5.3. Discussão específica do estudo 2

Historicamente, flow tem sido majoritariamente investigado em contextos de esportes, artes e ensino/aprendizagem, enquanto a investigação em contextos de trabalho e, especificamente, em temas como “motivação para o trabalho, bem-estar e desempenho” é menos frequente (Engeser & Schiepe-Tiska, 2012, p. 18).

Os dados apresentados na Tabela 2 indicam maior concentração de mensuração de flow em contextos de ensino/aprendizagem (24%), esportes (19%), trabalho (19%) e qualidade de vida, bem-estar, felicidade e autoestima (13%), o que corresponde a 75% dos 83 artigos analisados, distribuídos entre 11 contextos distintos, sugerindo tendência atual a estabelecimento de certo equilíbrio na mensuração de flow entre contextos, já que estudos em contextos de trabalho aparecem em proporção comparável aos contextos mais tradicionais. A ocorrência de casos em que não foi possível identificar o contexto da mensuração (6%) não parece comprometer os resultados dessa análise. Faz-se ressalva à possibilidade de viés decorrente da escolha das fontes primárias, já que “artes”, como contexto tradicional, não aparece como contexto em nenhum dos artigos analisados.

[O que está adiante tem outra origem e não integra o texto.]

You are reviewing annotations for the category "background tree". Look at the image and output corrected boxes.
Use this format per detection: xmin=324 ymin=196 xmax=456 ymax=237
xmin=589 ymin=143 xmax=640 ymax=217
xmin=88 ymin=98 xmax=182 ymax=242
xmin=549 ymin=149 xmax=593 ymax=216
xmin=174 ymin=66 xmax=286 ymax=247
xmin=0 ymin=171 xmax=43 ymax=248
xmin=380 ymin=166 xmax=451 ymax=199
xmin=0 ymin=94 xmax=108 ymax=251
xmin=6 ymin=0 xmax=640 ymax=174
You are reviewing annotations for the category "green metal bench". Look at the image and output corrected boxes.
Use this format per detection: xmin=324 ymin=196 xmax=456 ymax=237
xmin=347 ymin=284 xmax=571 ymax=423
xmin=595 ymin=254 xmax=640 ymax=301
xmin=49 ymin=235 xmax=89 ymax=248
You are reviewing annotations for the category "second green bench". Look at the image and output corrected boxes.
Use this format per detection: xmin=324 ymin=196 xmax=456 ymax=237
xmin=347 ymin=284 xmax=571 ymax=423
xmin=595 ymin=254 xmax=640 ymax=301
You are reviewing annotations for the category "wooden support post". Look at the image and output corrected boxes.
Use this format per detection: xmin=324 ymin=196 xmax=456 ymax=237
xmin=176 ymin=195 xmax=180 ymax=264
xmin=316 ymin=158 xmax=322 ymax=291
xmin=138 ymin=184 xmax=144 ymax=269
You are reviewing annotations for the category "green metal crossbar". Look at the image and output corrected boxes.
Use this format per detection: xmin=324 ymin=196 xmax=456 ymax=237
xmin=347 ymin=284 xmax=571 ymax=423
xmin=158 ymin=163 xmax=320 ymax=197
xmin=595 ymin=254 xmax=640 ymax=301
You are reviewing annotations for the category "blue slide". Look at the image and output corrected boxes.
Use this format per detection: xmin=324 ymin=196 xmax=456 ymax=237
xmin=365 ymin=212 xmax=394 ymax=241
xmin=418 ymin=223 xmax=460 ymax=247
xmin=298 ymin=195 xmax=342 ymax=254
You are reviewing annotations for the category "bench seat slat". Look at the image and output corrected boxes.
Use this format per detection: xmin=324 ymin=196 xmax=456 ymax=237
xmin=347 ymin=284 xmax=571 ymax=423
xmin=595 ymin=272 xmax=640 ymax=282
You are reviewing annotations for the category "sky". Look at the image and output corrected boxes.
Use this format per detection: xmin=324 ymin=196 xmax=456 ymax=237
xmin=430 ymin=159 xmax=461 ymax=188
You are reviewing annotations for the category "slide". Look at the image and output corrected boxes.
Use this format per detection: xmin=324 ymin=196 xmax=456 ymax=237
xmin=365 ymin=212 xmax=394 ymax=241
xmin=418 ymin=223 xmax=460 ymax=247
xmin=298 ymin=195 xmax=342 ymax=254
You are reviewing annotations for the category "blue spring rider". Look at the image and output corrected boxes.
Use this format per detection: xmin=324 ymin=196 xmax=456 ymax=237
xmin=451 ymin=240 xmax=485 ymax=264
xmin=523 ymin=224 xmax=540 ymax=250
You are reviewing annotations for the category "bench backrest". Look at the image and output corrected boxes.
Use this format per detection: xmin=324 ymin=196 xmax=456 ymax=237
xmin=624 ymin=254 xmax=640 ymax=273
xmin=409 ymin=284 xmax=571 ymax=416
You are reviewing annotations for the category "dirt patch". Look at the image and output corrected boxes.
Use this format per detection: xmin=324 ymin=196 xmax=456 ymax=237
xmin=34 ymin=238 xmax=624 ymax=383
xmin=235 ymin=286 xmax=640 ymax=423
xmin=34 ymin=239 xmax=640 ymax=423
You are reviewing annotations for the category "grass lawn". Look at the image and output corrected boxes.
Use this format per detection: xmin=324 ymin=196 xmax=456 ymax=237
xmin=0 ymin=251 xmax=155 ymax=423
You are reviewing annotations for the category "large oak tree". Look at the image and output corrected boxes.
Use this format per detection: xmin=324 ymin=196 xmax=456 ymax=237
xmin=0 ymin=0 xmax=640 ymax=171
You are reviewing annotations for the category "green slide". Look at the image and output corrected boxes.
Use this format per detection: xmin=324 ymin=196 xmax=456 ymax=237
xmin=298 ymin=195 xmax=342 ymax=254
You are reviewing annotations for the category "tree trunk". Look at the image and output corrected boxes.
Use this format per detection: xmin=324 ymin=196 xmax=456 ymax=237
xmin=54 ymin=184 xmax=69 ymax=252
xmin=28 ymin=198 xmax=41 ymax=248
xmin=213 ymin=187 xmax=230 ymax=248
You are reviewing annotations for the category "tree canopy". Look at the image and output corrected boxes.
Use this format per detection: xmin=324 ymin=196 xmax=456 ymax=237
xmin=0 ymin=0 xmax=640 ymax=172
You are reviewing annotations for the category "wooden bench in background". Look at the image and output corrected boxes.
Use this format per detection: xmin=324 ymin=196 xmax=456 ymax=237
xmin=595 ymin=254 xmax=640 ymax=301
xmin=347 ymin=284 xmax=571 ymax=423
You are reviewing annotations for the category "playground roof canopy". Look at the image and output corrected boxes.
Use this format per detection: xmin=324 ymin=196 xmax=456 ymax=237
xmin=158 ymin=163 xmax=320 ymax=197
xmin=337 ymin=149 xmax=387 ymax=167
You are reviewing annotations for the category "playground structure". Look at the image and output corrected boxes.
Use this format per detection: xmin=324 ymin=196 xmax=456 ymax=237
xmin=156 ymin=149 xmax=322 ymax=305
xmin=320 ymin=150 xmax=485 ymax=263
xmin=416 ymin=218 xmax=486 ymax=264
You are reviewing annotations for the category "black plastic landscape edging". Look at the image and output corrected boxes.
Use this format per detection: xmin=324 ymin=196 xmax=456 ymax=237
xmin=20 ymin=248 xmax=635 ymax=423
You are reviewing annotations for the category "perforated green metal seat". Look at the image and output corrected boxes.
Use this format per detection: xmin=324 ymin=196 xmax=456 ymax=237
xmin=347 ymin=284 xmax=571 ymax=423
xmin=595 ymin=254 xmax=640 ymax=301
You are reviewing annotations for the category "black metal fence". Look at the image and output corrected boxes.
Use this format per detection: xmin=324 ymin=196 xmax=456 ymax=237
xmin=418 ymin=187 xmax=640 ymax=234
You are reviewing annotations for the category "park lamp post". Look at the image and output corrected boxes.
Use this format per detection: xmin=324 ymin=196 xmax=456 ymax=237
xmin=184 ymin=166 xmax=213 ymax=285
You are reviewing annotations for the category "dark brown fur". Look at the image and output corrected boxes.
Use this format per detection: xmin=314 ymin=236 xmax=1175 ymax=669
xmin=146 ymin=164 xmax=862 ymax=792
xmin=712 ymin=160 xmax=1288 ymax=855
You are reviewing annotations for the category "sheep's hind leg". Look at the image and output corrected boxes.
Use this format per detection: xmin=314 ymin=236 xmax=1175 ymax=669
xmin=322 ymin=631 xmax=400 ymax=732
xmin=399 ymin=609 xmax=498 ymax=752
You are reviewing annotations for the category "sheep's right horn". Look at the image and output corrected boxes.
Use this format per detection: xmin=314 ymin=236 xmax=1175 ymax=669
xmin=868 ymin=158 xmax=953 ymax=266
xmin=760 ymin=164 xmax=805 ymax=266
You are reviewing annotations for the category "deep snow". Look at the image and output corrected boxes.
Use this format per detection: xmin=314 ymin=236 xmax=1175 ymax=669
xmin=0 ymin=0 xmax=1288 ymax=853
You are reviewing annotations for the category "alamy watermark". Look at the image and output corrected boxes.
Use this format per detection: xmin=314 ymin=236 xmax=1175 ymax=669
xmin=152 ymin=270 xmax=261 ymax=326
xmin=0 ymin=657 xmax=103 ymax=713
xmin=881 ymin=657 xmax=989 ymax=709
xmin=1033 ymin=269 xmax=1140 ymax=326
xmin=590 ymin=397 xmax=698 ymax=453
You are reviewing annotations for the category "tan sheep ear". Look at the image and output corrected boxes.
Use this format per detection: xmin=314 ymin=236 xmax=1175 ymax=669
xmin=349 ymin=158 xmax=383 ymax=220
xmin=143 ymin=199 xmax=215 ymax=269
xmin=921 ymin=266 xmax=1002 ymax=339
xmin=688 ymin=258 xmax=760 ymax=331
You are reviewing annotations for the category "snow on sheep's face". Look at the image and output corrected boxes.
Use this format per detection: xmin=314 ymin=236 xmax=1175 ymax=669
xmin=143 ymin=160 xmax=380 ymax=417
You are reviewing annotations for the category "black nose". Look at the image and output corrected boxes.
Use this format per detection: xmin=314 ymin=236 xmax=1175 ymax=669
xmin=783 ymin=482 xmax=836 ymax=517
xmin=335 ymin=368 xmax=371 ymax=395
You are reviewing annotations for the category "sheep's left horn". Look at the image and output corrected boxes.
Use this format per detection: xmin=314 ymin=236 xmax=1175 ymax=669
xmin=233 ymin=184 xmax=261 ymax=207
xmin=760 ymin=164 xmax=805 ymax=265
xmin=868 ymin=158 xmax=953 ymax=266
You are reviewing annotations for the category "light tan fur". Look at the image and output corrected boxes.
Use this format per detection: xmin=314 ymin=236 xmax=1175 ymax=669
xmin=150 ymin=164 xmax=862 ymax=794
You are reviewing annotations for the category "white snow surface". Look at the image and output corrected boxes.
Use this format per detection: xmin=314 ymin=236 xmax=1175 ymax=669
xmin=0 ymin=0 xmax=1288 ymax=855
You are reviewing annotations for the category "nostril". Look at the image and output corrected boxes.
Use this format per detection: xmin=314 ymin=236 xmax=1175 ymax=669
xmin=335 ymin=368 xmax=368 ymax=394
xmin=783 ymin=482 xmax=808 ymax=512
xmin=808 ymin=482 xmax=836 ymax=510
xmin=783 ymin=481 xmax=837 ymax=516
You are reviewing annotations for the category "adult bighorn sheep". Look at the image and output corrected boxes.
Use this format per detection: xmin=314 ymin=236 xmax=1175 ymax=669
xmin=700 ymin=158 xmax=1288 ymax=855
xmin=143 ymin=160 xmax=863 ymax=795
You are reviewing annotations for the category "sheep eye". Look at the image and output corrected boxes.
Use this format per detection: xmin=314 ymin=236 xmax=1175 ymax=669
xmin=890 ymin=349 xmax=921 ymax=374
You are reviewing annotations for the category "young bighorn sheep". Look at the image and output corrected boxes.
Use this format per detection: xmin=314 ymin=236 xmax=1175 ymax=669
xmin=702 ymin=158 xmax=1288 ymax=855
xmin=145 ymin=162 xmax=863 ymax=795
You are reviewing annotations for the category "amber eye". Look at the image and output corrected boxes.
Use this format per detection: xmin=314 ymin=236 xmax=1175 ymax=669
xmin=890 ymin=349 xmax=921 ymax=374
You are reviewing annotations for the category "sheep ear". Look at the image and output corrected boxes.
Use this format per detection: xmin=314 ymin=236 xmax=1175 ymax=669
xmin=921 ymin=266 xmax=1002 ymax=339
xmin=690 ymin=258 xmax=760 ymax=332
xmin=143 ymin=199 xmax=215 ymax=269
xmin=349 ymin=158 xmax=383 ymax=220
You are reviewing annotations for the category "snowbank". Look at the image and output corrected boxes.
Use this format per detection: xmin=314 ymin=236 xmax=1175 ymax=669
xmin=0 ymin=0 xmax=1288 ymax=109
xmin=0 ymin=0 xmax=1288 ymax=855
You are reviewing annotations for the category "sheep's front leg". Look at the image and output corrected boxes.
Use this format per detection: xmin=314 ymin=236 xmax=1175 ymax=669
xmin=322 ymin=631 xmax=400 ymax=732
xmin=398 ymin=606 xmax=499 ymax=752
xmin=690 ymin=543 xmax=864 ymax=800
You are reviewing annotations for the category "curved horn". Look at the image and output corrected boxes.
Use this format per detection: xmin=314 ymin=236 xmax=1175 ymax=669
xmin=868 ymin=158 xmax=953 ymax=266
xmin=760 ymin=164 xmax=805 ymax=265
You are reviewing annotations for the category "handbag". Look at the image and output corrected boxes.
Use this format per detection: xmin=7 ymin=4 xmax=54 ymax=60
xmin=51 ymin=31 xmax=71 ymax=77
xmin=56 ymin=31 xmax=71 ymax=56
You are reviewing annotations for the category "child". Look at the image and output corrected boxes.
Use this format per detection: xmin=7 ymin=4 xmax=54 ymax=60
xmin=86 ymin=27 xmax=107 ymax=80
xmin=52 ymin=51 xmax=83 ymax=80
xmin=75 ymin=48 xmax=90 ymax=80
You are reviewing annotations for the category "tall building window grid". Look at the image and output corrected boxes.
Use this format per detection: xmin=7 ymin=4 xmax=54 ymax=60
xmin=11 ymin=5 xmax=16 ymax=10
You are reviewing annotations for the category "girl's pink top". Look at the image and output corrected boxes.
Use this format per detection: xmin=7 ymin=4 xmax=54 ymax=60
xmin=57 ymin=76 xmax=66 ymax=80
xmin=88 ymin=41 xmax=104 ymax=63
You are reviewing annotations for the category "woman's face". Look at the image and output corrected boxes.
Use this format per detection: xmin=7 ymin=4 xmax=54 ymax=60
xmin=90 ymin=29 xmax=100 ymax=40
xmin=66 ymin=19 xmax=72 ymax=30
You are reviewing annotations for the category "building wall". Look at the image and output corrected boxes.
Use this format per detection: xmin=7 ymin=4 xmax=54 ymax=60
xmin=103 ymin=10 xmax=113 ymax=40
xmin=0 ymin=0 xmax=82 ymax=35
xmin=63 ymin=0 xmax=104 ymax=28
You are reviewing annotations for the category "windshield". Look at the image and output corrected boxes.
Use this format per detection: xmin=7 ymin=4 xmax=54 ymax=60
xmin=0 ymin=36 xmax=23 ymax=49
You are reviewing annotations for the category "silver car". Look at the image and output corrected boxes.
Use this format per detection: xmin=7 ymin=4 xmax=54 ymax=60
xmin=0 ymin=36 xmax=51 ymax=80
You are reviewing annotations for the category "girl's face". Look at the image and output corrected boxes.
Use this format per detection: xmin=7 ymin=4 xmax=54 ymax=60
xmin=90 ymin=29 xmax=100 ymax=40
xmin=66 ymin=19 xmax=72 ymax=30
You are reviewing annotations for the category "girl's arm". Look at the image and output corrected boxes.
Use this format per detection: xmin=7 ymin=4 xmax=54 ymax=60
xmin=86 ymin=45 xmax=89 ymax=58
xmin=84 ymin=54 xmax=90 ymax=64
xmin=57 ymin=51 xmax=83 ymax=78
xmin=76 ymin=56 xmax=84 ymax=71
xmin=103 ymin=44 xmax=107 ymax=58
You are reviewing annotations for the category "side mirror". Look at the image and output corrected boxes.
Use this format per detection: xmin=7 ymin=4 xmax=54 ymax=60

Quanto às escalas de mensuração de flow, os dados apresentados na Tabela 3 indicam que apesar da maior concentração de estudos com aplicação das escalas FSS e FSS-2 (21,7%), observa-se considerável variedade de escalas que se propõem a medir flow (28 escalas no total) e combinações/associações entre escalas para fins específicos,

como é o caso da aplicação de ESM com questionário específico (14,5%) e escalas específicas (14,5%).

Há inserções e remoções de itens (indicadas pelos sinais “+” e “-” na coluna Complemento da Tabela 3) em escalas consolidadas como questionário de flow (Csikszentmihalyi, 1982), FSS, FSS-2 e DFS2 (Jackson & Eklund, 2002), FKS (Rheinberg et al., 2003), WOLF (Bakker, 2008) e Short (9-Item) Flow Scale (Martin & Jackson, 2008). Essas inserções e remoções são justificadas em função de especificidades de cada estudo, como argumentado pelos autores (p.ex: Koehn et al., 2013; Ng et al., 2011; Schüler & Brunner, 2009).

Há ainda associações esperadas como aquelas que envolvem FSS-2 e DFS2 (Jackson & Eklund, 2002) ou ESM com variantes do questionário de flow (Csikszentmihalyi, 1982; Csikszentmihalyi & Csikszentmihalyi, 1988), desenvolvidas em conjunto, e associações emergentes como ESM com FKS (Rheinberg et al., 2003) ou ESM com WOLF (Bakker, 2008).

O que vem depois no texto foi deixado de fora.